Issues appear unrelated to 2008 heparin recall
Responding to reports suggesting that the Beebe patient deaths might be in some way be related to Baxter’s recall of heparin in February of 2008, after the detection of an unusual increase in allergic-type reactions associated with heparin sodium injections, Gardiner was quick to describe a correlation between the two as unwarranted.
“Through testing, we were able to identify a contaminant, over-sulfated chondroitin sulfate,” she said, in the vials that were recalled.
According to company reports from February of last year, “The presence of the substance in crude heparin indicates that the contaminant was introduced during the raw-material stage, before it reached Baxter or its supplier, in what appears to be a deliberate scheme to adulterate a life-saving medication.”
“A dozen other companies in about a dozen other countries found the same thing, which linked back to certain supply points in China,” explained Gardiner last week. “It is not a naturally occurring substance. It is highly synthesized. And we have now helped develop the tests now in use to test for it.”

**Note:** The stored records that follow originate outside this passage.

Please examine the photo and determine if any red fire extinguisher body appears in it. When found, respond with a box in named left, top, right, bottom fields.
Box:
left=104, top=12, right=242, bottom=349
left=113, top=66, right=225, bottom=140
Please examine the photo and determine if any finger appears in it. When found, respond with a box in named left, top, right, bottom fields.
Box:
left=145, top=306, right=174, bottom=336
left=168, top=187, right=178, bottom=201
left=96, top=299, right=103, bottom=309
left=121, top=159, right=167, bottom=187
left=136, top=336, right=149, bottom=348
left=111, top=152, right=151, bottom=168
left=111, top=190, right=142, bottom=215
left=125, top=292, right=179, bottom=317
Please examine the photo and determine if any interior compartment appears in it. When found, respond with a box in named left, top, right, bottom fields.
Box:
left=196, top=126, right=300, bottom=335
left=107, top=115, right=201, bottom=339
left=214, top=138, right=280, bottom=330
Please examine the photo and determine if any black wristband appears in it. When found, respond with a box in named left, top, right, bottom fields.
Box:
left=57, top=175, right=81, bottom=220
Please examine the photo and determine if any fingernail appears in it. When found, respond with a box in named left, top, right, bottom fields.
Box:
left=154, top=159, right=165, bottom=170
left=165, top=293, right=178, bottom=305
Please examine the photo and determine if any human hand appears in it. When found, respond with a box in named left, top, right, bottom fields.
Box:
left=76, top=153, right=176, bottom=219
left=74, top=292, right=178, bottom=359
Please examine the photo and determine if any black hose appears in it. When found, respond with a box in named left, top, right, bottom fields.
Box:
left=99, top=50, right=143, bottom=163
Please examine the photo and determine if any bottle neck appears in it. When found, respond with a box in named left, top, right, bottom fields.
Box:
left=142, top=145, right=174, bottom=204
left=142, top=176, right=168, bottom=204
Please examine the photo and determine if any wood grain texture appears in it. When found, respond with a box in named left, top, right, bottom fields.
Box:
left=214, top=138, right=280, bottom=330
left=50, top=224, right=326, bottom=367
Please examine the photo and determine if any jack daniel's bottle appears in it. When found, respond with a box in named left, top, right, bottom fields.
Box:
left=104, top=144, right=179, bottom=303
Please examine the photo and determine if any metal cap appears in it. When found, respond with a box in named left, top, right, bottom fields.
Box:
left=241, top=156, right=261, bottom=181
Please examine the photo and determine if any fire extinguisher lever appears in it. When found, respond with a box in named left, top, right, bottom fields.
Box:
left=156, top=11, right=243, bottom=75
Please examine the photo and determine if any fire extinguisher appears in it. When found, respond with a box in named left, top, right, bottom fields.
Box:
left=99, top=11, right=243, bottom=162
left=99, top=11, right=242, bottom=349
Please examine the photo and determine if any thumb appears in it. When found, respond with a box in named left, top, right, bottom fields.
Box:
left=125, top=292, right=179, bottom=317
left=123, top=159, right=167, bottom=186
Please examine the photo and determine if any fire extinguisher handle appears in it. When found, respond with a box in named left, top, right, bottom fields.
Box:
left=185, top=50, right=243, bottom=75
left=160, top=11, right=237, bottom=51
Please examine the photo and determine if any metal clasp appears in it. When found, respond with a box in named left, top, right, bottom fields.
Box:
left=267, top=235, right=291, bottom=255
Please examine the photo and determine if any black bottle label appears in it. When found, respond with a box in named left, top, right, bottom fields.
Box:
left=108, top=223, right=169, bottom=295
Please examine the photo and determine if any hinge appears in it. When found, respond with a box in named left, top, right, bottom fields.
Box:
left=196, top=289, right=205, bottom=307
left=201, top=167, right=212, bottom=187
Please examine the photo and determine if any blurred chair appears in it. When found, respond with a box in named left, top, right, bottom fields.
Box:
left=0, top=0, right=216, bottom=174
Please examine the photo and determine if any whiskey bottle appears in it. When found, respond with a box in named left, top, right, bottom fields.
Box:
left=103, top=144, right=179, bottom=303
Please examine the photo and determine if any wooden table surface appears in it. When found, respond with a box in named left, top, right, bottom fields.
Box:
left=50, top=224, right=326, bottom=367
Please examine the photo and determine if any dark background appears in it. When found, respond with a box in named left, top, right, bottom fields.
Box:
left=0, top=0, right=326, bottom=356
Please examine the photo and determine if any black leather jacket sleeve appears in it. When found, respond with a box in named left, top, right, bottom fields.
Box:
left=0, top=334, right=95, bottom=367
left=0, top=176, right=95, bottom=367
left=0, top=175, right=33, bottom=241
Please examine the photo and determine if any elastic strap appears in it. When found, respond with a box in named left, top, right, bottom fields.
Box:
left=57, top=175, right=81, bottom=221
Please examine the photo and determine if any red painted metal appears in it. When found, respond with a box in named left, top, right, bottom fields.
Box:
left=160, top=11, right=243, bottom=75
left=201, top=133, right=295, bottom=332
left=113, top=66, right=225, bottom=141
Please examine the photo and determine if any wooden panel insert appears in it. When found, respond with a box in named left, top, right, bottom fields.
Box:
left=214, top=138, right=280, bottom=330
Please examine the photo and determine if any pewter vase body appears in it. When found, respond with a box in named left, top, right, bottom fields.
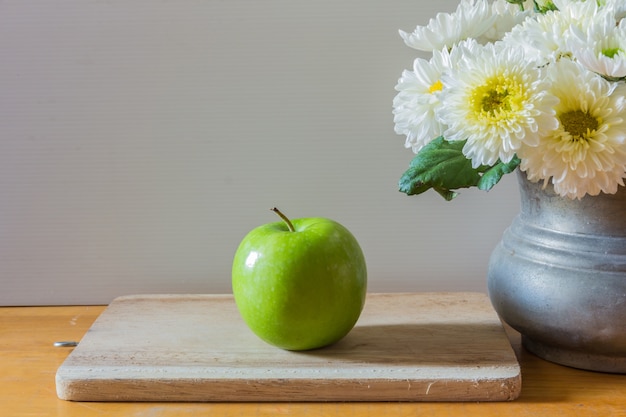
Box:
left=488, top=172, right=626, bottom=373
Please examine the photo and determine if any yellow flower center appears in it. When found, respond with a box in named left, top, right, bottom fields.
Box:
left=470, top=75, right=523, bottom=120
left=428, top=80, right=443, bottom=94
left=559, top=110, right=600, bottom=141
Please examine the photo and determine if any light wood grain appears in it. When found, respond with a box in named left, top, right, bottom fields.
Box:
left=56, top=293, right=521, bottom=401
left=0, top=300, right=626, bottom=417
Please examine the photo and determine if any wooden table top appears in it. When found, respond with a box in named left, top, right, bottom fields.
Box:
left=0, top=300, right=626, bottom=417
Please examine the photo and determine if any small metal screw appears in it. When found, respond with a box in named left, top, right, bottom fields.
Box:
left=54, top=341, right=78, bottom=347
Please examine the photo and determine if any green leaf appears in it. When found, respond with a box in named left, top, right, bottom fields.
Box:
left=478, top=155, right=522, bottom=191
left=398, top=136, right=486, bottom=201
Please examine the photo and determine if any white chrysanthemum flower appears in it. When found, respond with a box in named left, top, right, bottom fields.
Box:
left=438, top=41, right=558, bottom=167
left=504, top=0, right=598, bottom=65
left=476, top=0, right=533, bottom=44
left=518, top=60, right=626, bottom=198
left=400, top=0, right=496, bottom=51
left=393, top=49, right=451, bottom=153
left=568, top=13, right=626, bottom=78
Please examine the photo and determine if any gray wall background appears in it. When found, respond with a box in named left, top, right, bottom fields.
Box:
left=0, top=0, right=519, bottom=305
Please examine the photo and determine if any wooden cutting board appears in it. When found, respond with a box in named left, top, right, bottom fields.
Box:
left=56, top=293, right=521, bottom=401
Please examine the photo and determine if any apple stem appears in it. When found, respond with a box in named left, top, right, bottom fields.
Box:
left=270, top=207, right=296, bottom=232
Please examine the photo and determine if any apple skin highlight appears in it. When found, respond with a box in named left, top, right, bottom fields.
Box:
left=232, top=213, right=367, bottom=350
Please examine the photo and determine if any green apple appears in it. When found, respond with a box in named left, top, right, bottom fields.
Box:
left=232, top=208, right=367, bottom=350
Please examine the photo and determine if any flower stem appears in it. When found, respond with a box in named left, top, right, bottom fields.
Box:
left=270, top=207, right=296, bottom=232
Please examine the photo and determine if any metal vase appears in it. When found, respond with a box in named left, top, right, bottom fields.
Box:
left=488, top=171, right=626, bottom=373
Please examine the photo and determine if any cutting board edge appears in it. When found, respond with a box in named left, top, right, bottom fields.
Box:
left=56, top=373, right=522, bottom=402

Testifying before Congress in April of last year, Baxter CEO Bob Parkinson expressed sympathy for the families of those affected in the 2008 recall, saying that, no matter the reason for the problem, Baxter took responsibility.
“We are not a traditional pharmaceutical company – we don’t make pills or tablets, we don’t do direct-to-consumer advertising, we don’t make lifestyle drugs – we develop and manufacture products that are injected or infused or inhaled by patients who need them to stay alive.
“Because our products are used in critical care environments, they have to be safe and effective every time, and this time they were not. No matter what the reason, this is my responsibility, because Baxter’s name was on the product. My heart goes out to every patient and family member who may have been harmed by Baxter heparin.”
Gardiner emphasized last week that the company’s pre-mixed heparin bags, which ultimately end up at hospitals, such as Beebe, were not involved in the 2008 recall, as they had a different supply chain than the recalled vials. “They were not hit with the same contaminant, and there’s no reason to believe any correlation,” she said.
Riley agreed that, so far, there is no evidence that the drugs used at Beebe have been contaminated. She stated that they did not come from China.
The pre-mixed bags, commonly administered through automated IV machines, also do not require hospital staff to administer doses of the medication by hand, reducing the possibility of the kind of overdose that affected the newborn twins of actor Dennis Quaid in 2007, during which they were reportedly given a dose 1,000 times stronger than prescribed, as well as the potential for contamination of the drug at the hospital.
Hudson said last week that Beebe Medical Center had temporarily suspended using heparin from Baxter and was using heparin from another vendor.